Ten tweede kan deze vorm van drang pas aanvaardbaar zijn als minder ingrijpende middelen zoals voorlichting aan en rationele overtuiging van verslaafden niet het gewenste resultaat opleveren, namelijk gedragsverandering ter preventie van schade aan het toekomstige kind.
Niet mag worden vergeten dat het afwijzen van deze vorm van drangtoepassing ook een morele prijs heeft. Altijd is dan de kans aanwezig dat sterkere drang of zelfs dwang wordt toegepast om verslaafde vrouwen ertoe te brengen om hun leefstijl aan te passen (inclusief de mogelijkheid van een gedwongen psychiatrische opname) en dat het kind ondertoezicht wordt gesteld en uit huis geplaatst.
Dit laatste betekent dat drang tot zwangerschapspreventie ook het belang van de verslaafde zelf kan dienen.
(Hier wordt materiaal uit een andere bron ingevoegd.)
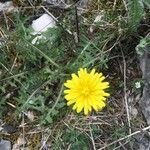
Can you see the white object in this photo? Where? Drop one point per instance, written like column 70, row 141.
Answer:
column 43, row 23
column 138, row 85
column 7, row 6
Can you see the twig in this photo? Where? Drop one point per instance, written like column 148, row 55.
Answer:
column 43, row 54
column 77, row 25
column 125, row 94
column 92, row 138
column 125, row 137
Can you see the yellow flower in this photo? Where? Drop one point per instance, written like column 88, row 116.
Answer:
column 86, row 91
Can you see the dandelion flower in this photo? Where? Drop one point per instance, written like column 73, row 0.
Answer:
column 86, row 91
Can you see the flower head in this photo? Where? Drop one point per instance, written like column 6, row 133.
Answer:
column 86, row 91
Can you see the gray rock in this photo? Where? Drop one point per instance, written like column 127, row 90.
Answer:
column 5, row 145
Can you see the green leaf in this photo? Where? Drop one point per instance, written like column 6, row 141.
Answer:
column 136, row 12
column 147, row 3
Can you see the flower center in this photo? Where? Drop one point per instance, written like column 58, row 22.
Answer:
column 85, row 91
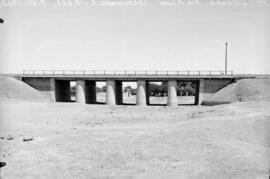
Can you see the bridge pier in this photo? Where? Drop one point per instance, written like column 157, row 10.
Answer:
column 52, row 90
column 62, row 91
column 172, row 94
column 90, row 92
column 118, row 92
column 110, row 92
column 142, row 94
column 80, row 91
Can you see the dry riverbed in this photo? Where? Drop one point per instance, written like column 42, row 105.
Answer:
column 69, row 140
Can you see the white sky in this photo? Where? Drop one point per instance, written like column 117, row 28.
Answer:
column 135, row 38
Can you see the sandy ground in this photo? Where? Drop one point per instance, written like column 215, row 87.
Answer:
column 73, row 140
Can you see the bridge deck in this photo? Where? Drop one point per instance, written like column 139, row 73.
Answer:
column 133, row 75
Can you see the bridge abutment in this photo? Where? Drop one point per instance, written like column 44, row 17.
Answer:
column 172, row 93
column 90, row 92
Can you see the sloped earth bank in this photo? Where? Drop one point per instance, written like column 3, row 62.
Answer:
column 243, row 90
column 13, row 89
column 99, row 141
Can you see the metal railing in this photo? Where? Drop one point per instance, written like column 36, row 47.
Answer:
column 123, row 73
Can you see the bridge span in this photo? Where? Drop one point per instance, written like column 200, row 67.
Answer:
column 56, row 83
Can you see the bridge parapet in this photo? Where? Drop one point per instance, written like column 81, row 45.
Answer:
column 74, row 73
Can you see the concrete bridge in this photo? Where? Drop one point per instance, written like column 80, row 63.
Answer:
column 56, row 83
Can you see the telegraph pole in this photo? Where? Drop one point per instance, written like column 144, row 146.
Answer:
column 226, row 55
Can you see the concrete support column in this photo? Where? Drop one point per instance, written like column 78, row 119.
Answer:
column 199, row 92
column 80, row 91
column 172, row 94
column 141, row 97
column 118, row 92
column 110, row 92
column 147, row 93
column 90, row 92
column 62, row 91
column 52, row 90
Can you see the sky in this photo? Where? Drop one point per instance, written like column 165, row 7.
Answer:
column 134, row 38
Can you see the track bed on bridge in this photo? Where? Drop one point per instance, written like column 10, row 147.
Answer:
column 73, row 140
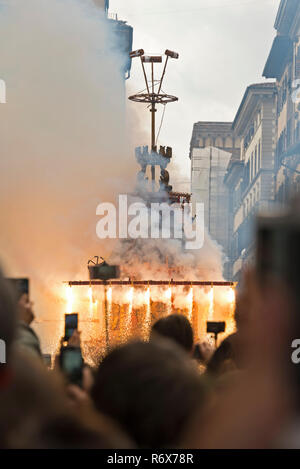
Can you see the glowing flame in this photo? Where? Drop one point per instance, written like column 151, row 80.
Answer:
column 148, row 313
column 168, row 296
column 70, row 299
column 108, row 294
column 190, row 301
column 231, row 326
column 211, row 304
column 129, row 299
column 93, row 304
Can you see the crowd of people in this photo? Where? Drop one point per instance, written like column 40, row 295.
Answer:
column 167, row 392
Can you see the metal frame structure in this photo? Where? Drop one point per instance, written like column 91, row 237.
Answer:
column 146, row 283
column 151, row 97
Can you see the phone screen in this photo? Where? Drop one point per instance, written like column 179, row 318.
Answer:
column 72, row 360
column 71, row 363
column 71, row 324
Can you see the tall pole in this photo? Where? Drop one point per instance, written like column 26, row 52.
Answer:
column 153, row 111
column 106, row 318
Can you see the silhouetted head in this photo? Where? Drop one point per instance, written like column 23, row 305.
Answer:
column 177, row 328
column 151, row 389
column 8, row 313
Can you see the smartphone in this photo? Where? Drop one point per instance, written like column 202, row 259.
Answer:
column 71, row 325
column 71, row 364
column 20, row 285
column 215, row 327
column 47, row 360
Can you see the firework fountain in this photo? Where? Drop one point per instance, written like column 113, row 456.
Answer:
column 158, row 277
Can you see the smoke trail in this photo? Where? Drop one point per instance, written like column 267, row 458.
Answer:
column 64, row 145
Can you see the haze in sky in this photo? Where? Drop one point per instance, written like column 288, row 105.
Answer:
column 223, row 47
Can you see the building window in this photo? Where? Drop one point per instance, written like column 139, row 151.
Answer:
column 219, row 142
column 228, row 142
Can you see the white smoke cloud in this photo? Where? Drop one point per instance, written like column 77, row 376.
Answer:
column 64, row 142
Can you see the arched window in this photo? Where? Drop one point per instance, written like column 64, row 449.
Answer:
column 237, row 143
column 228, row 142
column 219, row 142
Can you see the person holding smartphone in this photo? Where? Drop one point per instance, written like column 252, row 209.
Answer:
column 26, row 338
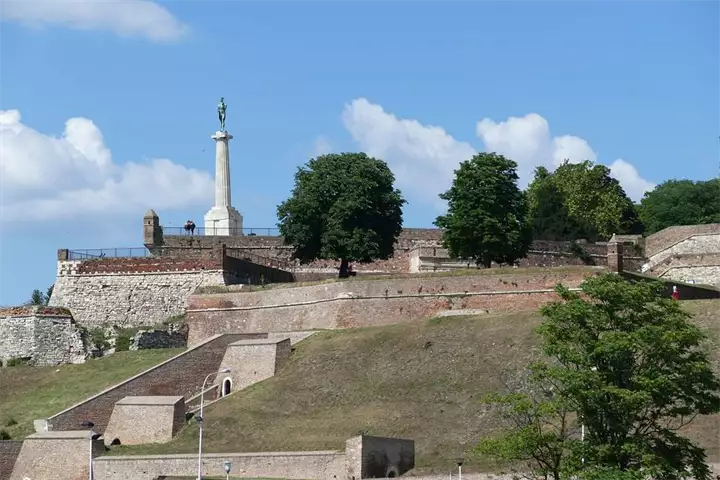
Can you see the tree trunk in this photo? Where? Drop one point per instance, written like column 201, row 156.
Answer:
column 344, row 268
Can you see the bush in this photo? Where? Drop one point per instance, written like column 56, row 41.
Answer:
column 99, row 339
column 14, row 362
column 124, row 339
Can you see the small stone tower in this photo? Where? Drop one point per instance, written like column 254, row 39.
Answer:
column 615, row 254
column 152, row 233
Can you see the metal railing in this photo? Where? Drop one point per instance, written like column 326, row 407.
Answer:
column 263, row 232
column 88, row 254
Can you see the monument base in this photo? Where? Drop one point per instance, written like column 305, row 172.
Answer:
column 223, row 221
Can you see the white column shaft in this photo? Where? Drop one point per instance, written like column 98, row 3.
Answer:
column 222, row 172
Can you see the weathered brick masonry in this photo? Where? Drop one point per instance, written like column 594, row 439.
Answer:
column 180, row 376
column 144, row 291
column 40, row 336
column 357, row 303
column 9, row 451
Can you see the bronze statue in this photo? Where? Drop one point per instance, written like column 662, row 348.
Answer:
column 221, row 113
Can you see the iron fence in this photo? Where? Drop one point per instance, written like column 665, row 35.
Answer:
column 251, row 232
column 91, row 253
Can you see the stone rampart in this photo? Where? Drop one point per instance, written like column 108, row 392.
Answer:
column 40, row 336
column 668, row 237
column 324, row 465
column 140, row 420
column 364, row 457
column 181, row 375
column 691, row 245
column 56, row 456
column 377, row 301
column 9, row 451
column 144, row 291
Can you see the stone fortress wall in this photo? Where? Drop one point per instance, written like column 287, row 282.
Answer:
column 689, row 253
column 375, row 301
column 40, row 336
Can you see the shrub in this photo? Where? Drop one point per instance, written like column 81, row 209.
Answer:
column 124, row 339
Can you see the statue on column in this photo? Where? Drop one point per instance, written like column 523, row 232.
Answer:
column 221, row 113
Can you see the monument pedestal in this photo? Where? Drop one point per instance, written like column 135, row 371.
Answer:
column 225, row 221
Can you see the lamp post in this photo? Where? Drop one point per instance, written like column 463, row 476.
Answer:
column 582, row 425
column 201, row 420
column 91, row 436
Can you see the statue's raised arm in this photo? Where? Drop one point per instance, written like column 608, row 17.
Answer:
column 222, row 108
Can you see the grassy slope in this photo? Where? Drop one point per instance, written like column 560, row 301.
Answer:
column 29, row 393
column 421, row 381
column 363, row 278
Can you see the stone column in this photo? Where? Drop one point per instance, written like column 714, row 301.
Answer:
column 222, row 219
column 222, row 169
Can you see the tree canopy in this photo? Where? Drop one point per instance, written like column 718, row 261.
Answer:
column 681, row 202
column 580, row 200
column 486, row 219
column 343, row 207
column 628, row 364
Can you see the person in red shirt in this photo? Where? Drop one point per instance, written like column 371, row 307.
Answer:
column 676, row 294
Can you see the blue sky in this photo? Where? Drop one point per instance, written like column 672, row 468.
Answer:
column 108, row 106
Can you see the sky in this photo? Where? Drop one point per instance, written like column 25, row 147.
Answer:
column 107, row 106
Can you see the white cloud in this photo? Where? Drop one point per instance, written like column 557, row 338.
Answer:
column 129, row 18
column 424, row 157
column 44, row 177
column 322, row 146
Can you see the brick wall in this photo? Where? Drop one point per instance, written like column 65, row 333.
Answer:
column 379, row 457
column 670, row 236
column 686, row 291
column 181, row 375
column 357, row 303
column 9, row 450
column 300, row 465
column 40, row 335
column 147, row 264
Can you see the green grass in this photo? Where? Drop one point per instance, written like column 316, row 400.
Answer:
column 29, row 393
column 210, row 289
column 419, row 380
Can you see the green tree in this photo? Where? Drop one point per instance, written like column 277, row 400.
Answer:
column 487, row 212
column 343, row 207
column 681, row 202
column 548, row 213
column 37, row 297
column 630, row 365
column 594, row 202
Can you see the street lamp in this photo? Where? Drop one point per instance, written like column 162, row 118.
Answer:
column 91, row 436
column 582, row 425
column 201, row 420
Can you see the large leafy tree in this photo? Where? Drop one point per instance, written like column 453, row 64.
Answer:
column 681, row 202
column 630, row 365
column 595, row 204
column 548, row 213
column 343, row 207
column 486, row 219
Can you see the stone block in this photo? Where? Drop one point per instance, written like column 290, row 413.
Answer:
column 378, row 457
column 56, row 456
column 139, row 420
column 252, row 361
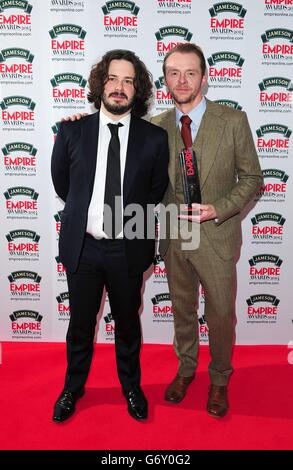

Geboortebeperking voorkomt met verdriet gepaard gaande maatregelen als ondertoezichtstelling en uithuisplaatsing en de mogelijke schuldgevoelens en ervaringen van onmacht en tekortschieten van verslaafde ouders die samen kunnen gaan met falend ouderschap.
Onze conclusie is dat het onder voorwaarden aanvaardbaar kan zijn om verslaafden die niet uit eigen beweging tot effectieve geboortebeperking komen te betalen voor het toepassen van anticonceptie. Het minst problematisch zijn daarbij omkeerbare interventies zoals de prikpil. Dit laat onverlet dat ook deze maatregelen nadere discussie vergen. Als het ongedaan maken van een preventiemaatregel een medische ingreep vergt (bijvoorbeeld het wegnemen van een clip), dan rijst onder meer de vraag onder welke voorwaarden artsen daaraan zullen meewerken. Als daartoe geen medische ingreep noodzakelijk is (denk bijvoorbeeld aan de prikpil), dan zullen verslaafden mogelijk iedere keer opnieuw (om de paar maanden) een beloning willen of zelfs moeten krijgen, wil het aanbod werken. Wat daar ook van zij, onomkeerbare sterilisatie is een brug te ver omdat daarmee aan verslaafden de mogelijkheid wordt ontnomen om hun leven te veranderen en later desgewenst tot verantwoorde gezinsvorming te komen.

De auteurs zijn verbonden aan de vakgroep Health, Ethics & Society van Maastricht University. Zij verrichten onderzoek naar de ethische en maatschappelijke aspecten van de zorg voor zwangere verslaafde vrouwen.